On Mon, Jan 17, 2022 at 11:23 PM Heikki Linnakangas <hlinnaka@iki.fi> wrote:
> IIRC one issue with this has been performance. When an SLRU is working
> well, a cache hit in the SLRU is very cheap. Linearly scanning the SLRU
> array is cheap, compared to computing the hash and looking up a buffer
> in the buffer cache. Would be good to do some benchmarking of that.

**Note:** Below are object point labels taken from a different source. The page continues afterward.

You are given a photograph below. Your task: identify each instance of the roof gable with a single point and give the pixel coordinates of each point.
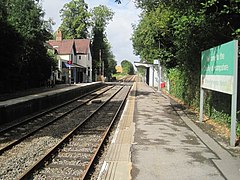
(82, 45)
(63, 47)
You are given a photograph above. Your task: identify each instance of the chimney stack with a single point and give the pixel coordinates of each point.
(59, 35)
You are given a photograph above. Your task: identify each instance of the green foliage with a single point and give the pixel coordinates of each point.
(184, 29)
(101, 16)
(127, 67)
(75, 20)
(22, 51)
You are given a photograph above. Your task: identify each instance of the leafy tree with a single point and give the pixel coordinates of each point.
(75, 20)
(127, 67)
(22, 34)
(101, 16)
(184, 29)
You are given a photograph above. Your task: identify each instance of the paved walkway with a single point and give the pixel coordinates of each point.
(153, 141)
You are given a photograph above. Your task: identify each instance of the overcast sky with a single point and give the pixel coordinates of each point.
(118, 31)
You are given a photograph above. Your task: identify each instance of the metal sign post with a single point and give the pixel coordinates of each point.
(219, 72)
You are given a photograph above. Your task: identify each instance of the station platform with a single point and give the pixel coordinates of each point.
(155, 141)
(36, 100)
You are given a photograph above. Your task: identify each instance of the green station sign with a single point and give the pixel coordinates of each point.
(219, 60)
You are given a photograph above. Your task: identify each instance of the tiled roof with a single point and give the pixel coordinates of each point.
(62, 47)
(82, 46)
(65, 46)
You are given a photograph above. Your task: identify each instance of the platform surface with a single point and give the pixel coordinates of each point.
(155, 142)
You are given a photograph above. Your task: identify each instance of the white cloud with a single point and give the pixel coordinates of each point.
(118, 31)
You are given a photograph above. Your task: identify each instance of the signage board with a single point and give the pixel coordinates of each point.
(219, 72)
(217, 68)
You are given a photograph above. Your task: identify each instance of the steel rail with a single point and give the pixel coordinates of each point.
(90, 166)
(17, 141)
(9, 128)
(64, 140)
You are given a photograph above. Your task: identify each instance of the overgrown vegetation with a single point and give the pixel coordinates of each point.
(80, 22)
(176, 32)
(23, 56)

One trick I want to experiment with is trying to avoid the mapping
table lookup by using ReadRecentBuffer(). In the prototype patch I do
that for one buffer per SLRU cache (so that'll often point to the head
CLOG page), but it could be extended to a small array of recently
accessed buffers to scan linearly, much like the current SLRU happy
case except that it's not shared and doesn't need a lock so it's even
happier. I'm half joking here, but that would let us keep calling
this subsystem SLRU :-)
> I wanted to do this with the CSN (Commit Sequence Number) work a long
> time ago. That would benefit from something like an SLRU with very fast
> access, to look up CSNs. Even without CSNs, if the CLOG was very fast to
> access we might not need hint bits anymore. I guess trying to make SLRUs
> faster than they already are is moving the goalposts, but at a minimum
> let's make sure they don't get any slower.
One idea I've toyed with is putting a bitmap into shared memory where
each bit corresponds to a range of (say) 256 xids, accessed purely
with atomics. If a bit is set we know they're all committed, and
otherwise you have to do more pushups. I've attached a quick and
dirty experimental patch along those lines, but I don't think it's
quite right, especially with people waving 64 bit xid patches around.
Perhaps it'd need to be a smaller sliding window, somehow, and perhaps
people will balk at the wild and unsubstantiated assumption that
transactions generally commit.